A Mackaylla surge em vários momentos, não apenas quando existe uma chamada, uma convocatória. “No outro dia pediram-me para apresentar um Festival da Parada LGBTQI+ de São Paulo, uma das maiores do mundo. E nesse momento, a Mackaylla apareceu. Mas, por vezes, quando estou em casa, coloco uma música e começo a dançar e ela também está presente. Quando organizo as maquilhagens, quando planeio figurinos, ela está lá. Mas é quando ela se materializa que eu a sinto em força.” A própria mutação é um ritual. “Ela vem de leve à medida que eu a ‘monto’.” A Mackaylla é histriónica, é expansiva, dá show.
Larissa Zaidan
Vini vive em São Paulo desde os 24 anos, desde 2014. E foi praticamente desde essa altura que Larissa Zaidan começou a documentar a sua vida. Ao Sui Generis, a partir do Zoom, a fotógrafa de 30 anos contou que estava no centro de São Paulo, perto de uma festa, quando viu Mackaylla passar na rua. “Ela fala com as pessoas na rua, interage muito, é espalhafatosa, fala alto”, descreve. “No início senti vergonha de abordá-la, mas ganhei coragem e comecei a conversar com ela”, disse. Diante da proposta de um projecto fotográfico de Larissa, Mackaylla foi imediatamente receptiva. “Eu estava a dar os primeiros passos na fotografia, mas sentia muito interesse por este tema.” O irmão de Larissa Zaidan pertence à comunidade LGBTQI+ e é militante político e esse foi um dos motivos por que se interessou pelo tema.
“É difícil ser artista drag no Brasil”, afirma Vinicius. “E o olhar de Larissa é sensível, revela a potência dos corpos discriminados em imagem sem glamourizar. Faz um retrato cru.” Essa simplicidade, essa humanização, “é útil no combate à homo e à transfobia”, explica o artista. “E isso interessa-nos.” Vini já foi vítima de discriminação enquanto Mackaylla. “Já fiz um show num casamento de uma filha de um general do Exército brasileiro”, introduz. “A noiva tinha 17 anos e estava grávida. A mãe dela não queria contar ao pai que ela estava grávida e por isso convidou uma drag para dar alegria à festa.” Mackaylla actuava quando foi interrompida pelo general, que lhe retirou o microfone da mão; pediu ao técnico de som para desligar o sistema. “Pensei ‘eu não vou deixar que ele destrua o meu trabalho’. E eu fui de mesa em mesa, conversar com as pessoas, assumindo um papel de anfitriã. E foi muito bonito porque as mulheres e as crianças, dez minutos depois, estavam na pista de dança comigo, dançando e brincando.”

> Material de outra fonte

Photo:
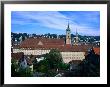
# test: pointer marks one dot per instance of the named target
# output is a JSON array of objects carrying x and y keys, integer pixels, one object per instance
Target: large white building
[{"x": 39, "y": 46}]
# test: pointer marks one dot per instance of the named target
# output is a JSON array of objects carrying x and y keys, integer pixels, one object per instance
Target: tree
[
  {"x": 54, "y": 58},
  {"x": 14, "y": 68}
]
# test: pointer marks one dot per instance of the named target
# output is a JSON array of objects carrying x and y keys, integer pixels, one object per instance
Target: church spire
[{"x": 68, "y": 27}]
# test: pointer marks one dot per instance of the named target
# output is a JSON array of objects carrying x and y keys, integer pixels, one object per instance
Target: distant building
[{"x": 40, "y": 46}]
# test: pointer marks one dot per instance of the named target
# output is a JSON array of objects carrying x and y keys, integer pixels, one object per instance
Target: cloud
[{"x": 58, "y": 20}]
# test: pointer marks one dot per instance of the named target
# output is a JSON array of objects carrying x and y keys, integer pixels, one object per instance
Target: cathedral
[{"x": 39, "y": 46}]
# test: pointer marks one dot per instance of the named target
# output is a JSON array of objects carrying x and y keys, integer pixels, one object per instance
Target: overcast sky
[{"x": 55, "y": 22}]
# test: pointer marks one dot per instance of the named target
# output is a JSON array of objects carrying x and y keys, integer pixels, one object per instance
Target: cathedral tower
[
  {"x": 76, "y": 39},
  {"x": 68, "y": 35}
]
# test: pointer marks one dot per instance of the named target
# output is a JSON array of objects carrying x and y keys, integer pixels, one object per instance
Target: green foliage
[
  {"x": 54, "y": 58},
  {"x": 63, "y": 66},
  {"x": 25, "y": 72}
]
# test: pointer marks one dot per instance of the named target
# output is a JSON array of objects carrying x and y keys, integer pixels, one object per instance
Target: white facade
[
  {"x": 31, "y": 52},
  {"x": 67, "y": 56}
]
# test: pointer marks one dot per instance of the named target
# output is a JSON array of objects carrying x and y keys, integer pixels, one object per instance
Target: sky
[{"x": 55, "y": 22}]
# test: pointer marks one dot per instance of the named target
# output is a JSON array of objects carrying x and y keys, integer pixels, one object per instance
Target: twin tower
[{"x": 68, "y": 37}]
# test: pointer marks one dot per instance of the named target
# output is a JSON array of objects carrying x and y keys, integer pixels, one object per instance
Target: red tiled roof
[
  {"x": 17, "y": 56},
  {"x": 33, "y": 42},
  {"x": 48, "y": 44},
  {"x": 96, "y": 50}
]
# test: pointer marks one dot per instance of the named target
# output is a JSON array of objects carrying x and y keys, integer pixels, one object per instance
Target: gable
[{"x": 40, "y": 43}]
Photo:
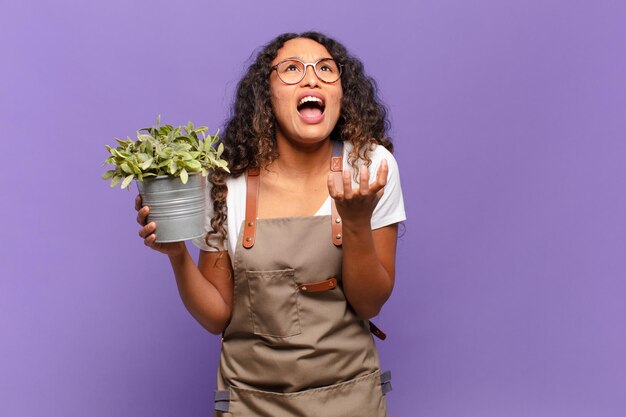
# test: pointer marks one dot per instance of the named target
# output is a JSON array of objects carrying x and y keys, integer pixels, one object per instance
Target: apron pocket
[
  {"x": 359, "y": 397},
  {"x": 274, "y": 309}
]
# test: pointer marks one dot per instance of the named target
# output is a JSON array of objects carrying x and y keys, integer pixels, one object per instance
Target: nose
[{"x": 310, "y": 77}]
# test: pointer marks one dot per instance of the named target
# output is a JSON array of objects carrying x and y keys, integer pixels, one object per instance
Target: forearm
[
  {"x": 366, "y": 282},
  {"x": 201, "y": 298}
]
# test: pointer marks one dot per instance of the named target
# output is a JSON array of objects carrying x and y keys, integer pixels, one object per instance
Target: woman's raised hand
[
  {"x": 147, "y": 233},
  {"x": 356, "y": 205}
]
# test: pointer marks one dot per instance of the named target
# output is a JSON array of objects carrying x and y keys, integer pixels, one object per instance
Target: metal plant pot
[{"x": 177, "y": 209}]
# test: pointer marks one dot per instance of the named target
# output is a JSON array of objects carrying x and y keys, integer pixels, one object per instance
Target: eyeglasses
[{"x": 292, "y": 71}]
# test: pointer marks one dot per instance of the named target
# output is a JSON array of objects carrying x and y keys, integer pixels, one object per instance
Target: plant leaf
[
  {"x": 184, "y": 176},
  {"x": 127, "y": 181},
  {"x": 193, "y": 165},
  {"x": 108, "y": 174},
  {"x": 147, "y": 164},
  {"x": 116, "y": 179}
]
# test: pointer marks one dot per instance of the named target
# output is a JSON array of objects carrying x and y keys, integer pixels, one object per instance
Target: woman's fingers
[
  {"x": 142, "y": 215},
  {"x": 147, "y": 230},
  {"x": 332, "y": 189}
]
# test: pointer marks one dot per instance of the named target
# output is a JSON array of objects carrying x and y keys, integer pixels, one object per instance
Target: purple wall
[{"x": 509, "y": 122}]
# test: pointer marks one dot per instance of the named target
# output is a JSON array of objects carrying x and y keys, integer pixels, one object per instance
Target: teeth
[{"x": 310, "y": 98}]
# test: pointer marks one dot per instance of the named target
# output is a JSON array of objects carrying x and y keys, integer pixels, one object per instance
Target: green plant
[{"x": 164, "y": 150}]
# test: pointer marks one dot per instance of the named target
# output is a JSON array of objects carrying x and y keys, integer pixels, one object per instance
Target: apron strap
[
  {"x": 252, "y": 194},
  {"x": 385, "y": 382},
  {"x": 222, "y": 400},
  {"x": 336, "y": 168},
  {"x": 329, "y": 284}
]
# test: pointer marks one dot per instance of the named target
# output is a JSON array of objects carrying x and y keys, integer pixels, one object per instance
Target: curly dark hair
[{"x": 249, "y": 138}]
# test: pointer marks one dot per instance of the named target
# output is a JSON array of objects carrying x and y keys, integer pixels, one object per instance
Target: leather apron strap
[
  {"x": 252, "y": 197},
  {"x": 336, "y": 169}
]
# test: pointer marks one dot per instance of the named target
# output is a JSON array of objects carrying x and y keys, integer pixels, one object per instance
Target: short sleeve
[{"x": 390, "y": 207}]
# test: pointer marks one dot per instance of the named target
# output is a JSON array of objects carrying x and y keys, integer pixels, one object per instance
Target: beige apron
[{"x": 294, "y": 346}]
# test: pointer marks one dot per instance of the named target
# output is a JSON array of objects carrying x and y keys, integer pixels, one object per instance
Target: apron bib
[{"x": 294, "y": 346}]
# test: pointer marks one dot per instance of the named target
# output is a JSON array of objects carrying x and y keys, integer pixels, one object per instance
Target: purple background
[{"x": 509, "y": 123}]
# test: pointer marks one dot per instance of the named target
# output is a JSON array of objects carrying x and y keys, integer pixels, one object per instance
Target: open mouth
[{"x": 310, "y": 106}]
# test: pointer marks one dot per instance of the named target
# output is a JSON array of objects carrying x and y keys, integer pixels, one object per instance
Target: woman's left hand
[{"x": 356, "y": 205}]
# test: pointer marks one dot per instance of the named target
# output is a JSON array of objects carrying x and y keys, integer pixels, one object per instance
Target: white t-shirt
[{"x": 389, "y": 210}]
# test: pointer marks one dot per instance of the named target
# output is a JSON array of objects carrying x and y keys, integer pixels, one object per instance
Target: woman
[{"x": 310, "y": 240}]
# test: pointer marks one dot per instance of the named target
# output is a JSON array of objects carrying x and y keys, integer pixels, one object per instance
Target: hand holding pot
[{"x": 147, "y": 232}]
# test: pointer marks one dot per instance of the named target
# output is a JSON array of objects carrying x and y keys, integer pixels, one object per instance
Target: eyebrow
[{"x": 302, "y": 59}]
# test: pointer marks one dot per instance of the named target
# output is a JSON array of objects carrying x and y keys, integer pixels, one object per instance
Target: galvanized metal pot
[{"x": 177, "y": 209}]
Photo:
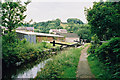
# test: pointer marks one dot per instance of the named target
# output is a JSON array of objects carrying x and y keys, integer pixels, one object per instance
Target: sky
[{"x": 44, "y": 10}]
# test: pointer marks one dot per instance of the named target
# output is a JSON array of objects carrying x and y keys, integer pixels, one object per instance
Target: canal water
[{"x": 31, "y": 73}]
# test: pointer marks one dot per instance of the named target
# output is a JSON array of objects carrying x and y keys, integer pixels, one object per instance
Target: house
[
  {"x": 69, "y": 37},
  {"x": 40, "y": 37},
  {"x": 30, "y": 29},
  {"x": 55, "y": 31},
  {"x": 2, "y": 29}
]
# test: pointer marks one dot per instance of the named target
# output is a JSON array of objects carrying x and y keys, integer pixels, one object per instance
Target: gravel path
[{"x": 83, "y": 71}]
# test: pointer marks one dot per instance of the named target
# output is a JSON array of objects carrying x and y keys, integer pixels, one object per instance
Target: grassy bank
[
  {"x": 98, "y": 68},
  {"x": 64, "y": 65}
]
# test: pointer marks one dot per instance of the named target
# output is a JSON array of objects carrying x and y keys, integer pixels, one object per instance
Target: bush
[
  {"x": 109, "y": 54},
  {"x": 63, "y": 65},
  {"x": 110, "y": 51},
  {"x": 15, "y": 50}
]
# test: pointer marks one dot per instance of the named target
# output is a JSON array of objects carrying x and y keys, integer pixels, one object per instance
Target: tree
[
  {"x": 74, "y": 20},
  {"x": 57, "y": 21},
  {"x": 104, "y": 19},
  {"x": 13, "y": 14}
]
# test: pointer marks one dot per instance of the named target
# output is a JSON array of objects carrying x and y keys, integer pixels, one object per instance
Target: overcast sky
[{"x": 44, "y": 10}]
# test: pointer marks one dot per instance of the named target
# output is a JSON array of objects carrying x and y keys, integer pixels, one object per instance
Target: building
[
  {"x": 55, "y": 31},
  {"x": 30, "y": 29},
  {"x": 2, "y": 30},
  {"x": 69, "y": 37},
  {"x": 40, "y": 37}
]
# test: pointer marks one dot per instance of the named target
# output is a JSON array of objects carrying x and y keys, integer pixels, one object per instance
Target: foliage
[
  {"x": 109, "y": 55},
  {"x": 98, "y": 68},
  {"x": 95, "y": 44},
  {"x": 64, "y": 65},
  {"x": 13, "y": 14},
  {"x": 74, "y": 20},
  {"x": 14, "y": 50},
  {"x": 109, "y": 52},
  {"x": 104, "y": 19}
]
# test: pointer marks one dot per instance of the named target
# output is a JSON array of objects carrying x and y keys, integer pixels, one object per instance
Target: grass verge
[
  {"x": 63, "y": 65},
  {"x": 98, "y": 68}
]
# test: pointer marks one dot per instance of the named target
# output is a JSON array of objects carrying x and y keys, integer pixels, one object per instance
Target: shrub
[
  {"x": 109, "y": 54},
  {"x": 15, "y": 50},
  {"x": 110, "y": 51}
]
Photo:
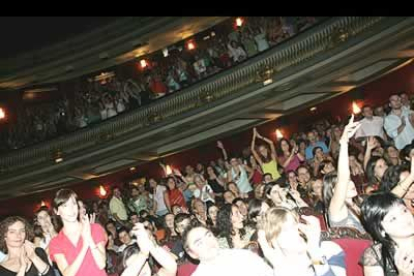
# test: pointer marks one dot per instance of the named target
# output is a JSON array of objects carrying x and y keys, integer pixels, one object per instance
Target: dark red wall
[{"x": 374, "y": 93}]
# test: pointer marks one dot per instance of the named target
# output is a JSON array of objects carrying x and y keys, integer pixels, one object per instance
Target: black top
[{"x": 33, "y": 270}]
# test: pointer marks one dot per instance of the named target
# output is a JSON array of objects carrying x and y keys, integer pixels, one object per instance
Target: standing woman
[
  {"x": 267, "y": 160},
  {"x": 79, "y": 248},
  {"x": 338, "y": 189},
  {"x": 174, "y": 195},
  {"x": 22, "y": 258},
  {"x": 289, "y": 157},
  {"x": 238, "y": 175},
  {"x": 391, "y": 226}
]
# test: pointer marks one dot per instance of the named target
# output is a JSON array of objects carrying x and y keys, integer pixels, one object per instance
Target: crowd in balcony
[
  {"x": 337, "y": 199},
  {"x": 160, "y": 73}
]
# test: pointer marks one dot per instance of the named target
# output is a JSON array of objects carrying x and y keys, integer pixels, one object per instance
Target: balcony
[{"x": 318, "y": 64}]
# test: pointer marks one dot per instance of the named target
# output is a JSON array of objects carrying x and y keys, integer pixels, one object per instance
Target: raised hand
[
  {"x": 350, "y": 130},
  {"x": 86, "y": 230},
  {"x": 144, "y": 241},
  {"x": 24, "y": 260},
  {"x": 311, "y": 228}
]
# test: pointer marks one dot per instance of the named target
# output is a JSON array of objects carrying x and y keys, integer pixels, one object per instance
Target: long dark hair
[
  {"x": 224, "y": 225},
  {"x": 370, "y": 170},
  {"x": 374, "y": 209}
]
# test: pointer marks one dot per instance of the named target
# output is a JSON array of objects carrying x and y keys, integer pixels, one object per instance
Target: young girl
[
  {"x": 22, "y": 258},
  {"x": 79, "y": 248},
  {"x": 266, "y": 159}
]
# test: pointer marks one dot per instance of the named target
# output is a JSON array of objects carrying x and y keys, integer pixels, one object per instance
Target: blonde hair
[{"x": 272, "y": 221}]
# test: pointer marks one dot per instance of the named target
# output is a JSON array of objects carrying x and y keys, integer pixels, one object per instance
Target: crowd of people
[
  {"x": 263, "y": 211},
  {"x": 96, "y": 101}
]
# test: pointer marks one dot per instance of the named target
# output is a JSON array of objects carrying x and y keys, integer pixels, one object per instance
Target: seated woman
[
  {"x": 293, "y": 247},
  {"x": 198, "y": 208},
  {"x": 266, "y": 159},
  {"x": 339, "y": 192},
  {"x": 174, "y": 195},
  {"x": 135, "y": 258},
  {"x": 22, "y": 258},
  {"x": 280, "y": 196},
  {"x": 289, "y": 157},
  {"x": 391, "y": 225},
  {"x": 170, "y": 234},
  {"x": 212, "y": 211},
  {"x": 232, "y": 232},
  {"x": 79, "y": 248}
]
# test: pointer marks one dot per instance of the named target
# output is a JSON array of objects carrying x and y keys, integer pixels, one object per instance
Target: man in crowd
[{"x": 399, "y": 123}]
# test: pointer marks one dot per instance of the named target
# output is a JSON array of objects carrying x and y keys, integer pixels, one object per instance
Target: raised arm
[
  {"x": 337, "y": 205},
  {"x": 223, "y": 150},
  {"x": 167, "y": 201},
  {"x": 253, "y": 148},
  {"x": 271, "y": 144},
  {"x": 371, "y": 144},
  {"x": 401, "y": 189}
]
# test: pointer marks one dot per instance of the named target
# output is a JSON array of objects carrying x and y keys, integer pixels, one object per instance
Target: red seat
[{"x": 353, "y": 249}]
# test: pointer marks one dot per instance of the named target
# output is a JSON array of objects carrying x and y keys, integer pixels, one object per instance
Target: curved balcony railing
[{"x": 293, "y": 52}]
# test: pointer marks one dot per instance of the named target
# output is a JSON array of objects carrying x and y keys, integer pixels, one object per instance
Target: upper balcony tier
[{"x": 320, "y": 63}]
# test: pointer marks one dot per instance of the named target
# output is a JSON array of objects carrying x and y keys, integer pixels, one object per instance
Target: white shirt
[
  {"x": 391, "y": 124},
  {"x": 159, "y": 198},
  {"x": 240, "y": 262},
  {"x": 371, "y": 127}
]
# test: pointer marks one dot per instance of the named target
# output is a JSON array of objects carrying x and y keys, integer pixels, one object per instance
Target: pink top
[{"x": 62, "y": 245}]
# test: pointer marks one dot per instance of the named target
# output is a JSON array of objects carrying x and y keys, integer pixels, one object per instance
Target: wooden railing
[{"x": 332, "y": 33}]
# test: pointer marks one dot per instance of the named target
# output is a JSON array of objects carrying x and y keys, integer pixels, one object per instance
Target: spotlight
[
  {"x": 190, "y": 45},
  {"x": 279, "y": 134},
  {"x": 355, "y": 108},
  {"x": 239, "y": 22},
  {"x": 168, "y": 170},
  {"x": 102, "y": 191},
  {"x": 143, "y": 63},
  {"x": 2, "y": 114}
]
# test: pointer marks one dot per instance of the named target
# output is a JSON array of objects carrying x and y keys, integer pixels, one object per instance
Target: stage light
[
  {"x": 2, "y": 114},
  {"x": 355, "y": 108},
  {"x": 279, "y": 134},
  {"x": 190, "y": 45},
  {"x": 168, "y": 170},
  {"x": 143, "y": 63},
  {"x": 239, "y": 22},
  {"x": 102, "y": 191}
]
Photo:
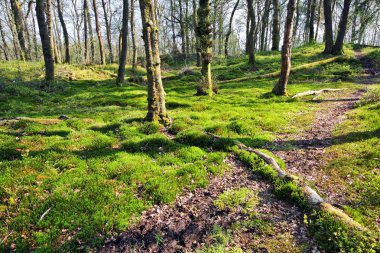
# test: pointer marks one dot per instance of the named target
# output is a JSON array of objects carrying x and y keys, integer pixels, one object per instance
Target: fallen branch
[{"x": 315, "y": 92}]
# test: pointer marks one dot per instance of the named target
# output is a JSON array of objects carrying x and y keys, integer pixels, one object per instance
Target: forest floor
[{"x": 70, "y": 184}]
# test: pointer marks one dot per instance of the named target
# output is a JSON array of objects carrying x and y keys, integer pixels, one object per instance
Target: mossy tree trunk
[
  {"x": 156, "y": 94},
  {"x": 251, "y": 36},
  {"x": 108, "y": 31},
  {"x": 45, "y": 40},
  {"x": 280, "y": 87},
  {"x": 197, "y": 43},
  {"x": 276, "y": 26},
  {"x": 124, "y": 43},
  {"x": 338, "y": 46},
  {"x": 204, "y": 32},
  {"x": 97, "y": 26},
  {"x": 133, "y": 35},
  {"x": 229, "y": 31},
  {"x": 329, "y": 36},
  {"x": 18, "y": 18},
  {"x": 65, "y": 33}
]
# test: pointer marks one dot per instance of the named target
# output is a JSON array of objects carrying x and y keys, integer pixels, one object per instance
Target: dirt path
[
  {"x": 187, "y": 225},
  {"x": 305, "y": 153}
]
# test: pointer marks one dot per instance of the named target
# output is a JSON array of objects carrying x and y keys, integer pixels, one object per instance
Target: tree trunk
[
  {"x": 251, "y": 39},
  {"x": 329, "y": 36},
  {"x": 5, "y": 45},
  {"x": 133, "y": 34},
  {"x": 156, "y": 94},
  {"x": 124, "y": 43},
  {"x": 97, "y": 26},
  {"x": 280, "y": 87},
  {"x": 108, "y": 31},
  {"x": 204, "y": 31},
  {"x": 276, "y": 26},
  {"x": 45, "y": 40},
  {"x": 264, "y": 24},
  {"x": 338, "y": 47},
  {"x": 65, "y": 33},
  {"x": 229, "y": 31},
  {"x": 311, "y": 21},
  {"x": 18, "y": 18},
  {"x": 197, "y": 42}
]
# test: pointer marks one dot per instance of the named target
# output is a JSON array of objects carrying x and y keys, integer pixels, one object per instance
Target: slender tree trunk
[
  {"x": 5, "y": 45},
  {"x": 251, "y": 37},
  {"x": 329, "y": 36},
  {"x": 97, "y": 26},
  {"x": 276, "y": 26},
  {"x": 124, "y": 43},
  {"x": 65, "y": 33},
  {"x": 133, "y": 34},
  {"x": 156, "y": 94},
  {"x": 197, "y": 40},
  {"x": 338, "y": 47},
  {"x": 18, "y": 18},
  {"x": 108, "y": 30},
  {"x": 280, "y": 87},
  {"x": 204, "y": 31},
  {"x": 45, "y": 40},
  {"x": 297, "y": 22},
  {"x": 311, "y": 21},
  {"x": 264, "y": 24},
  {"x": 229, "y": 31}
]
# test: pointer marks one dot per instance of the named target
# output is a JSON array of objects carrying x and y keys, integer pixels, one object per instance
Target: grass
[{"x": 97, "y": 171}]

O preconceito nunca derrubou Vini. “Ele existe e nós temos de acabar com ele.” Acredita que silenciá-lo, pelo menos, pode ajudar a erradicá-lo. “Quando alguém verbaliza o ódio, está a agredir. Quando alguém é impedido de agredir, isso é positivo.” Acredita que o momento de verdadeira reeducação social, o momento em que a tolerância ganhará terreno, está longe de ser alcançado. “Ao mesmo tempo que o mundo desaba [com a pandemia], outro mundo se levanta”, conclui Vinicius. “E nós somos responsáveis pela construção desse mundo.”